Not unlike the Statue of Liberty in Planet of the Apes, the fate of that obelisk, transplanted and subject to context that its creators could not have imagined, is the potential fate of the Empire State Building, of Westminster Abbey, of Notre-Dame de Paris, or of so many other civilization-defining monuments, that they may remain as the civilization around them does not, deterritorialized by the swelling tides of Homo Economicus and an army of scavengers upon its corpse. These dead bones of the West would lack the animating flesh of their civilizational context to be anything but nodes on a travel itinerary for some future tourist. And yet, something breathes in them still if the peoples and cultures that gave birth to them still stir. This does not need to be the twilight of any of the great peoples of the world: the Koreans, the Russians, the English, and so on, if only they choose to remain so and see themselves as an organism that must, in keeping with the drives that made it, choose life. The word “diversity” has been so thoroughly ruined by the postwar push for global deracination that I hesitate to use it, Orwellian doublespeak if ever I saw it, but a true friend to diversity would want to see that the peoples of the world preserve themselves as distinct peoples and ensure that the world stays colorful.
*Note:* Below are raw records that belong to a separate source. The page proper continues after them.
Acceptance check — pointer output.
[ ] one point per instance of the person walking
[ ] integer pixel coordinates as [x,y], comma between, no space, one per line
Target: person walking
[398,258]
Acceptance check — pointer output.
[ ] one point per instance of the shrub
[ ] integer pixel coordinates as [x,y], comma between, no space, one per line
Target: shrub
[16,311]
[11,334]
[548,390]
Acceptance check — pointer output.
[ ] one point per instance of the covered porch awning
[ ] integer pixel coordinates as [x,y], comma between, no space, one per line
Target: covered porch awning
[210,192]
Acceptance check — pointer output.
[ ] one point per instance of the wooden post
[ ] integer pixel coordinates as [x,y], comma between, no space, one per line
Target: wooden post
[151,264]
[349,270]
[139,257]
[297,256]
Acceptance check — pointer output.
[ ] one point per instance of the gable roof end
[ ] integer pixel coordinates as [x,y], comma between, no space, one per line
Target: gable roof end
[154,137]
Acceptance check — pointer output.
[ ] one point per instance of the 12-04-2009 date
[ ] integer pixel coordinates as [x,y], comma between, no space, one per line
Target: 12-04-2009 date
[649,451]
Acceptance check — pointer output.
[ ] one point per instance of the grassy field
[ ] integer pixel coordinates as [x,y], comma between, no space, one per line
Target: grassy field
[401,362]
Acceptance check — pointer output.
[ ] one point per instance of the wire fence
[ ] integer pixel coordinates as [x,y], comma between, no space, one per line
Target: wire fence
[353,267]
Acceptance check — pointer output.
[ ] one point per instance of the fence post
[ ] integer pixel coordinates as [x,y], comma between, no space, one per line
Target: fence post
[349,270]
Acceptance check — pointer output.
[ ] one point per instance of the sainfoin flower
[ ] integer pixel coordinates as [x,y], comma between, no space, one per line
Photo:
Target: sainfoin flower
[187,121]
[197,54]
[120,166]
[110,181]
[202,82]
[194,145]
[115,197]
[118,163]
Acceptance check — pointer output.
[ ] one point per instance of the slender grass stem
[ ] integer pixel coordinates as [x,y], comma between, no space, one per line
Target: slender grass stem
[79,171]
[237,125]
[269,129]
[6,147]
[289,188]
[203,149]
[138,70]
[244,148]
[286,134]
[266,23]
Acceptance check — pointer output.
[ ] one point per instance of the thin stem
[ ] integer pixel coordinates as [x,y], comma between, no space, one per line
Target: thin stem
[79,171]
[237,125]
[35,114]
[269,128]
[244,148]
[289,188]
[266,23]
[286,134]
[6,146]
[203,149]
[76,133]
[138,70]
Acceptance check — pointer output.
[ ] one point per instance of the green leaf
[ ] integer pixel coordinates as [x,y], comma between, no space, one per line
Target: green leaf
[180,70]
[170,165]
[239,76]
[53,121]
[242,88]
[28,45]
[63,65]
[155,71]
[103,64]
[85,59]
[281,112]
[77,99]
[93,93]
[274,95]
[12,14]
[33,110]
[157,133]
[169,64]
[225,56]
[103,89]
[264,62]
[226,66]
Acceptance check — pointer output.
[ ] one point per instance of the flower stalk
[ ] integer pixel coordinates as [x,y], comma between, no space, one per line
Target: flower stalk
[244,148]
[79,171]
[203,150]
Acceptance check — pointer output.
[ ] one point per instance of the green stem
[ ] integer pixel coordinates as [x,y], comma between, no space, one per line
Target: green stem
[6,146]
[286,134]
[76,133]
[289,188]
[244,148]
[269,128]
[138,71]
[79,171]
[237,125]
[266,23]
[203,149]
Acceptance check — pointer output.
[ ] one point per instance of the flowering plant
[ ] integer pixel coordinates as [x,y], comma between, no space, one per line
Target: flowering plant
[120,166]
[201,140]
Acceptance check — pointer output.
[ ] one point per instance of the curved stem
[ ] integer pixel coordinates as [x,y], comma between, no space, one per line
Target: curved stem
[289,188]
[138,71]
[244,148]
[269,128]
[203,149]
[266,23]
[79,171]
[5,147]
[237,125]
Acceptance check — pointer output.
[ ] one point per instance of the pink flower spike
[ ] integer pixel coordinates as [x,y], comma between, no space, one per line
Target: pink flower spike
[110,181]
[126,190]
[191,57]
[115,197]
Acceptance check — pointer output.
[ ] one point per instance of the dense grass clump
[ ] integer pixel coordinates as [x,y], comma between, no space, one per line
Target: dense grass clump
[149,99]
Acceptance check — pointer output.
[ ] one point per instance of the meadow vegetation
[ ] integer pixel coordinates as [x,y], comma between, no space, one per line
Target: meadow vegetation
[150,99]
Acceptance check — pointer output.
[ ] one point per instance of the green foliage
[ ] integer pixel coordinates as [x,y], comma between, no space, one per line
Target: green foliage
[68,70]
It is good for the soul of the Westerner to travel abroad and be among peoples unlike him, to subject himself to novelty to perhaps uncomfortable degrees, and to take stock of how much about him is a cultural and ethnic contingency. This creates respect for the depth of the distinctions between peoples, and the West, if it is to maintain its fundamental character, must demand as a non-negotiable that this respect be reciprocated. Our “guests,” often outright invaders, not only rearrange the furniture; they throw yours out the window and replace it with scuffed, scavenged pieces from the alley, scribble on the walls, and ship your fine silverware to their extended families elsewhere. The fraud, general deceit, naked contempt for the folkways of their host countries, and barely hidden postcolonial resentment make this state of affairs impossible to ignore or excuse. They even march through European Christmas markets and harass the locals into submission. They will tell you with a straight face, out of their own ethnic solipsism, that you have no valid interest in the maintenance of your own house, even though they “belong” in our house precisely as much as I belong in Japan. Respect the world and command that it respects you back; remind the “Global South” that the West has parochialisms of its own, and that they will be preserved in its homelands with force. Perhaps, upon rediscovering that we are legitimate in our assertions of those parochialisms, we will even create beauty again.